Item #15545 Pirotechnia. Vannuccio BIRINGUCCIO.
Pirotechnia

Pirotechnia

Venice: C. Maesta, 1550. 4to. viii, 167, [1] leaves. SECOND EDITION. Title within woodcut border with elaborate woodcut illustrations of various machines and apparatus, numerous text woodcuts as well as elaborate woodcut initials. Eighteenth century vellum backed marbled boards, edges and corners worn; first 8 leaves repaired at upper right corner, some browning, contemporary annotations throughout. Contemporary ownership signature of Giovanni Giulio Bruschi on title (he signs Brusco on the final leaf above the colophon), another signature, Alfonso Ruso (?) with an additional notation partially cut off at the bottom of the title page, and an annotation in pencil of Henry Blumenberg Jr. Dated July 1, 1925, Los Angeles, Cal., on the fly-leaf. Item #15545

Second edition. This was the first printed book dealing with metallurgy. It was “written for the practicing metallurgist, foundryman, dyer, type-founder, glass-maker, and maker of gunpowder, fireworks and chemicals used in warfare. The second chapter is devoted to alum. Here is first mentioned cobalt blue and manganese and the use of sodium chloride for separating gold and silver from baser metals” (Dibner). Biringuccio here gives the earliest account of typecasting and the making of statues, medallions, and bells. “Agricola freely borrowed several sections of the Pirotechnia for use in his later work” (Hoover). All of Biringuccio’s descriptions are original, and his intention with the book was definitely descriptive. He viewed alchemy as “nontechnical and noncodifiable” by its practitioners. The woodcuts depict furnaces for distillation, bellows mechanisms, and devices for boring cannon and drawing wire. "The Pirotechnia is a prime source on many practical aspects of inorganic chemistry. Biringuccio emphasizes the adaptation of minerals and metals to use — their alloying, working, and especially the art of casting, of which he writes in great detail. In this area he is far better than the two other sixteenth-century authors with whom he is inevitably compared, Georgius Argicola and Lazarus Ercker.”

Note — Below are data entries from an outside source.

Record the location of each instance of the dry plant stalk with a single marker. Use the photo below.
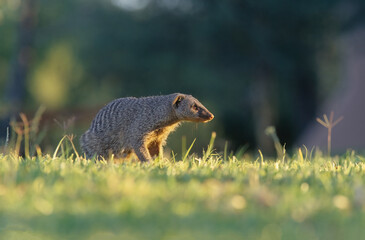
(329, 124)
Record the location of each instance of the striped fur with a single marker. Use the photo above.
(139, 126)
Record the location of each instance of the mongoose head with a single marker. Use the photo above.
(188, 108)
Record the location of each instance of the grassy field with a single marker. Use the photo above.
(213, 197)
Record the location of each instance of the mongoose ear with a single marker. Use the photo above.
(177, 101)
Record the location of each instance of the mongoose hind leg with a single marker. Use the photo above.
(142, 152)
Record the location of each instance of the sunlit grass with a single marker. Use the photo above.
(199, 198)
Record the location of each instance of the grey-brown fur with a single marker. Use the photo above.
(139, 125)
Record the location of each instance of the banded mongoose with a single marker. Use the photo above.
(139, 125)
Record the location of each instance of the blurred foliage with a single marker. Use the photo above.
(253, 63)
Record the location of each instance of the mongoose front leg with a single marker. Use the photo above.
(142, 153)
(155, 148)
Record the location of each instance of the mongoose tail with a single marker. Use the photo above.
(140, 125)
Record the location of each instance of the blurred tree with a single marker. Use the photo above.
(252, 62)
(15, 91)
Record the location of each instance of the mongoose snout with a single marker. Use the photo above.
(140, 126)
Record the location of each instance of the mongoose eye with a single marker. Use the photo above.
(195, 107)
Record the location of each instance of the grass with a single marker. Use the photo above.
(303, 197)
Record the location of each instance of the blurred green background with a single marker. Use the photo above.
(252, 63)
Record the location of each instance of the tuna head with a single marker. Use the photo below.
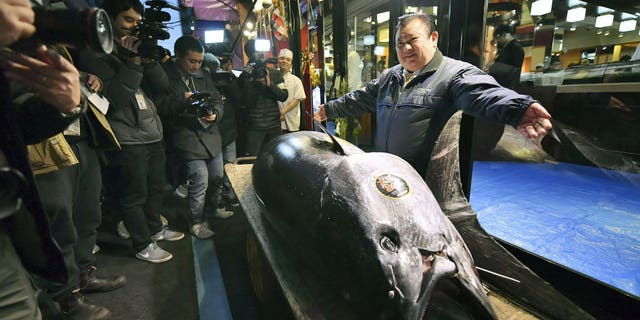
(403, 257)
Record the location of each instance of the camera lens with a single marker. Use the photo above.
(91, 27)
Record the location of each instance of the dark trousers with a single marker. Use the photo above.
(17, 295)
(71, 198)
(140, 174)
(257, 138)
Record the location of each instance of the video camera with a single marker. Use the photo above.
(258, 69)
(76, 28)
(201, 104)
(152, 28)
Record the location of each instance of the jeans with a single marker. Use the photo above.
(205, 182)
(229, 156)
(17, 295)
(140, 171)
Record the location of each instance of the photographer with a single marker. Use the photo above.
(262, 88)
(25, 241)
(192, 110)
(138, 169)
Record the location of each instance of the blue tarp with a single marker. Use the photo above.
(584, 218)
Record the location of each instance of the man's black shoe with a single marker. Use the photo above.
(90, 283)
(76, 307)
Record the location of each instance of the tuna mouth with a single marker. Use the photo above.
(442, 295)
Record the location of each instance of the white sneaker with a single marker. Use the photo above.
(154, 254)
(222, 213)
(202, 231)
(166, 234)
(122, 231)
(182, 191)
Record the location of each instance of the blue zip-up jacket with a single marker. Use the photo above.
(409, 119)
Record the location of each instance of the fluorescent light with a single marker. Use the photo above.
(541, 7)
(627, 25)
(575, 3)
(605, 20)
(602, 10)
(382, 17)
(368, 40)
(576, 14)
(214, 36)
(263, 45)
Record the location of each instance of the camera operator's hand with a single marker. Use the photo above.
(53, 77)
(16, 21)
(210, 118)
(131, 43)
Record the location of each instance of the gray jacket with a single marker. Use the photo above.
(410, 119)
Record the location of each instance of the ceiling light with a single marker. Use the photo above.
(627, 25)
(602, 10)
(541, 7)
(605, 20)
(576, 14)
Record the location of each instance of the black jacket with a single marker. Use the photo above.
(187, 136)
(261, 102)
(410, 119)
(29, 228)
(123, 83)
(232, 100)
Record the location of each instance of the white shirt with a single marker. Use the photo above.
(296, 92)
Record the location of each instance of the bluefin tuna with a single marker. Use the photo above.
(371, 222)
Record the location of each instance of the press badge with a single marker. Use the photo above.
(99, 102)
(142, 103)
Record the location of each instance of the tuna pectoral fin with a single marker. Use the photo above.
(531, 292)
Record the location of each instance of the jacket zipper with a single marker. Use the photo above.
(393, 115)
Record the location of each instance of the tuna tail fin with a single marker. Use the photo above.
(337, 147)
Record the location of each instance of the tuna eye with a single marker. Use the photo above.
(388, 244)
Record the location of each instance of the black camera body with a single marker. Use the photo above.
(201, 104)
(151, 29)
(76, 28)
(258, 69)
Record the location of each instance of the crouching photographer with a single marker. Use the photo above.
(191, 111)
(25, 239)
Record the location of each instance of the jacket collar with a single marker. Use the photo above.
(172, 71)
(430, 68)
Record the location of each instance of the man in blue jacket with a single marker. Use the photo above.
(414, 100)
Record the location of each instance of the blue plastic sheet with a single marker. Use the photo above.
(584, 218)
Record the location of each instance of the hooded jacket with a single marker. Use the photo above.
(410, 117)
(190, 139)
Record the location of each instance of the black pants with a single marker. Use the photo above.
(257, 138)
(17, 295)
(140, 177)
(71, 198)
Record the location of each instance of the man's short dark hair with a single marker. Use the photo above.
(427, 20)
(114, 7)
(502, 30)
(185, 44)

According to Smith & Gnudi, the translators of the English edition (1942), this second edition is typographically superior to the first edition of 1540.

Biringuccio (1480-1539?), after travelling throughout Italy and Germany, inspecting metallurgical operations and running an iron mine and forge at Boccheggiano, was appointed director of the mint at Siena. He later cast cannon and built fortifications for the Este and Farnese families. At the time of his death he was head of the papal foundry and director of papal munitions at Rome.